The Institute of Liberty claims that the Native Kids First campaign is “to raise awareness for Native American tribes that are being attacked by the State of Connecticut”, but neither Connecticut nor its Governor is perpetrating a “war on Indian Country”. If our communities were under attack by Connecticut, we would be the ones standing up and speaking out as we continue to do when our sovereignty, land, water, and communities are under attack. There is, however,  a lawsuit involving the online tribal lending services of the Otoe-Missouria tribe, but in no way does it equate to actions being taken against all native tribes as implied by the Institute of Liberty and chairman of the Otoe-Missouria tribe.  The Native Kids First campaign is simply an excuse for the Institute of Liberty to hide behind images of our native youth and even the Otoe-Missouria tribe to attack the Governor of Connecticut to further their own cause.

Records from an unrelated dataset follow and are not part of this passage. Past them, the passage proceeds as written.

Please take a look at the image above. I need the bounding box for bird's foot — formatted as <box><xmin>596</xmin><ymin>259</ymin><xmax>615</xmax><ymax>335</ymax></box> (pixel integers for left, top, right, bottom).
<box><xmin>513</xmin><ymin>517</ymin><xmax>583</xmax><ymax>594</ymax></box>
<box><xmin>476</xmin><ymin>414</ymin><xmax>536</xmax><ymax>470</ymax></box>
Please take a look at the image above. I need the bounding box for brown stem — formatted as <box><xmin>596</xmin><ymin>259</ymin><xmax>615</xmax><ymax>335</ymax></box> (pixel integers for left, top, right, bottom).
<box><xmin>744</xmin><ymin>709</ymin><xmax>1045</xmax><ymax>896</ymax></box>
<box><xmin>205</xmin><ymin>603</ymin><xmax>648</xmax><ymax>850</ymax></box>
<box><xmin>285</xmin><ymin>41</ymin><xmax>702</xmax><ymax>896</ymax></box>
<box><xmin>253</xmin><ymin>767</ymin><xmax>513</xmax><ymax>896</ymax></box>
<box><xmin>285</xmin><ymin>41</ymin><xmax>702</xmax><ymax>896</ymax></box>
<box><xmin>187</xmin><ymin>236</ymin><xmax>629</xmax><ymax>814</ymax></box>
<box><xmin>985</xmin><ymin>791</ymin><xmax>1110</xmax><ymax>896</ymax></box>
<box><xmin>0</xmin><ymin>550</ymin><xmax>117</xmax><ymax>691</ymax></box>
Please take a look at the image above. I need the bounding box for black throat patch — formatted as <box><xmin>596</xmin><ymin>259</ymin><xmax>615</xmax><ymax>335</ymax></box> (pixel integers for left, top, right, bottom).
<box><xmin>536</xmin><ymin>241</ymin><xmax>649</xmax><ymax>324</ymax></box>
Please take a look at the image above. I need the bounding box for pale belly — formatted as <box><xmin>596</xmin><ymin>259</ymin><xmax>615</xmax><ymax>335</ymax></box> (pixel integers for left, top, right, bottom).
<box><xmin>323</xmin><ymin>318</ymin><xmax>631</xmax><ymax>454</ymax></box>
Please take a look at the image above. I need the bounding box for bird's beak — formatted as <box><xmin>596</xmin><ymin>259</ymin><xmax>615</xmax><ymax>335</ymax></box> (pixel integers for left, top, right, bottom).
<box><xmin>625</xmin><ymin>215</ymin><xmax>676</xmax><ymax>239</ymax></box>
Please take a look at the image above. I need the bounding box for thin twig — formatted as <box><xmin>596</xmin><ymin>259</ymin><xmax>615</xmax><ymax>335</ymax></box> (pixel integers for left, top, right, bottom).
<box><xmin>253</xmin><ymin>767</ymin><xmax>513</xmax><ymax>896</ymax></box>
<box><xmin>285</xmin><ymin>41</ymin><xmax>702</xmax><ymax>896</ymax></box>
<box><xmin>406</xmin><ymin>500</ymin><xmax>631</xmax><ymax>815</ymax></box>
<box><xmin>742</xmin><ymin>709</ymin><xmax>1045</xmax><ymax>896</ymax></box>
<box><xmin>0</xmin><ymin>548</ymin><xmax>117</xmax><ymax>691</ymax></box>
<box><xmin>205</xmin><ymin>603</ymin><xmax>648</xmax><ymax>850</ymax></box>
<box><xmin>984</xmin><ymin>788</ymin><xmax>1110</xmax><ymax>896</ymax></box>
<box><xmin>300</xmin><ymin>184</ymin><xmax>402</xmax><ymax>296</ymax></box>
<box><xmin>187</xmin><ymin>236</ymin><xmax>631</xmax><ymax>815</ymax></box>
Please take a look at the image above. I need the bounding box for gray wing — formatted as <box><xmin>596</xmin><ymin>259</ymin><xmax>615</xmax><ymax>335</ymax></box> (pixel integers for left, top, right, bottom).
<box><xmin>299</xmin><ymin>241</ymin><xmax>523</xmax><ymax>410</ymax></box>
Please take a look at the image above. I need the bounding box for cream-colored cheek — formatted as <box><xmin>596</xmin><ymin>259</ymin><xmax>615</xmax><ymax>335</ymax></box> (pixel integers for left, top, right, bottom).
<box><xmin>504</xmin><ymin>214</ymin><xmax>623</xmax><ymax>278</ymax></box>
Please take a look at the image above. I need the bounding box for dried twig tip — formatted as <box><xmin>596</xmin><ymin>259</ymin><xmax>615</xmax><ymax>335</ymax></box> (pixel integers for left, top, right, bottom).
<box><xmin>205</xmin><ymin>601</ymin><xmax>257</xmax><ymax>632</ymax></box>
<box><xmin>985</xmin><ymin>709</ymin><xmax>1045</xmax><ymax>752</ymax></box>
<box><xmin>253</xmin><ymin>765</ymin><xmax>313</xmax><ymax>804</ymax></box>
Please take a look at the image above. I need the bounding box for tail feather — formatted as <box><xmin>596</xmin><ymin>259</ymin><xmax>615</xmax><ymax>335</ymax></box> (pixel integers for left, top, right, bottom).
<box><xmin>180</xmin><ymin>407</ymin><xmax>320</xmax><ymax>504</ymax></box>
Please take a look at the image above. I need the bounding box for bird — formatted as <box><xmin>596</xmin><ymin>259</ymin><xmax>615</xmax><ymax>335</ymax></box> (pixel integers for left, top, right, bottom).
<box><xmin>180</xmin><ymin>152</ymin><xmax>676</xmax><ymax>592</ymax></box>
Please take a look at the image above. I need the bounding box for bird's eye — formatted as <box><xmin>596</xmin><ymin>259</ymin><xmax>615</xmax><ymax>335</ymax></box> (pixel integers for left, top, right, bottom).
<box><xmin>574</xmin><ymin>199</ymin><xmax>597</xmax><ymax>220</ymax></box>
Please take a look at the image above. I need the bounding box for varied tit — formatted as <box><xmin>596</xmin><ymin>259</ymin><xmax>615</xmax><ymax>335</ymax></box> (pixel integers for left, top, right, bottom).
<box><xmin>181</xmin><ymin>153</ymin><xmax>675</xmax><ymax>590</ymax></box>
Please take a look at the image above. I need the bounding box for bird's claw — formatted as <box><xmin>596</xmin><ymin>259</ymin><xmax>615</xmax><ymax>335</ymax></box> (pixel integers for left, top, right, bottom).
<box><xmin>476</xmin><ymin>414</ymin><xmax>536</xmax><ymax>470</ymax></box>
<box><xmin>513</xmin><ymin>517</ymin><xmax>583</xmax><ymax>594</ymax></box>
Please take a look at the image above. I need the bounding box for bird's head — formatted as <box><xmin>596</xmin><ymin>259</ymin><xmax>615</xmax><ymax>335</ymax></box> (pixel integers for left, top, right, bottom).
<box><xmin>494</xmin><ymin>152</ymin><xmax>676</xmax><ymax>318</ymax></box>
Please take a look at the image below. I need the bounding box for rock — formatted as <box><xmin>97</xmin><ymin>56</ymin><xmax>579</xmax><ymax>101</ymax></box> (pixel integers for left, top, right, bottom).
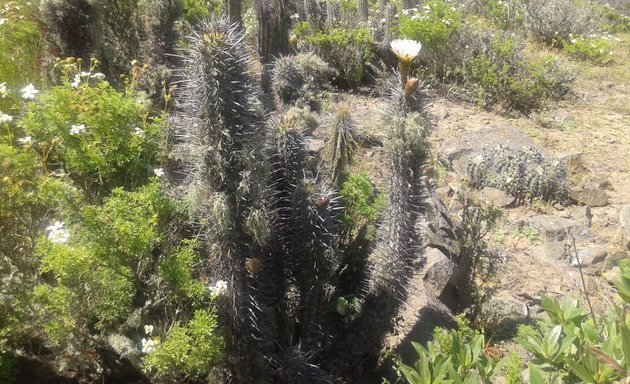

Interestingly enough, the Otoe-Missouria tribe was unaware of the campaign nor were the parents of the children in the photos aware that their images were mailed as postcards to a countless number of residents across Connecticut.

The Otoe-Missouria Chairman, John Shotton, states:
“I have recently learned of a campaign in Connecticut to bring attention to the State’s actions against Native American tribes. Neither the Otoe-Missouria Tribe, nor myself, are engaged in this campaign. We are not financially supporting this campaign, the Institute for Liberty, or their executive director in any way. We had no knowledge of this campaign before learning about it from media sources.”

Melodie Hunt, pictured below with her daughter, was also surprised to learn that the Institute of Liberty was circulating their photo. She had never heard of the Institute of Liberty or the Native Kids First campaign as she is not from the Otoe-Missouria tribe or the U.S., but rather a First Nations woman from Canada.

​Both the Mohegan Tribal chairman, Kevin Brown, and Mashantucket Pequot Tribal chairman, Rodney Butler, have spoken out against the Native Kids First campaign in an effort “to ensure that Connecticut residents don’t mistake the flyers that they’re seeing, the billboards that they’re seeing with these two tribes in the state of Connecticut”.

As Taté Walker, wrote in her article, “4 Things Your History Teacher Didn’t Know About Native Americans – But You Should“:

“Too many people (lawmakers included) know little to nothing substantial about Natives, which makes our issues – from cultural appropriation to access to birth control – tough to advocate.”

When Indigenous people and our issues are misrepresented by those who have little to no knowledge of who we are, it continues a long legacy of systemic abuse, discrimination and racism. It is absolutely abhorrent that the Institute of Liberty is misrepresenting and exploiting our native youth and the Otoe-Missouria tribe. It is even more reprehensible that they are doing so by co-opting the name of the NCAI’s youth initiative, First Kids 1st. The way that the Institute of Liberty is portraying this issue and campaign is deceitful and damaging to both the Otoe-Missouria tribe and Indian Country at large. It needs to stop.

Until now, the Institute of Liberty and their Native Kids First campaign has been able to fly under the radar and escape the notice of Indian Country. But make no mistake. We see you now.

Johnnie Jae is of the Jiwere-Nutachi and Chahta tribes of Oklahoma. She is the Executive Managing Partner & Midwest Regional Director @ Native Max Magazine.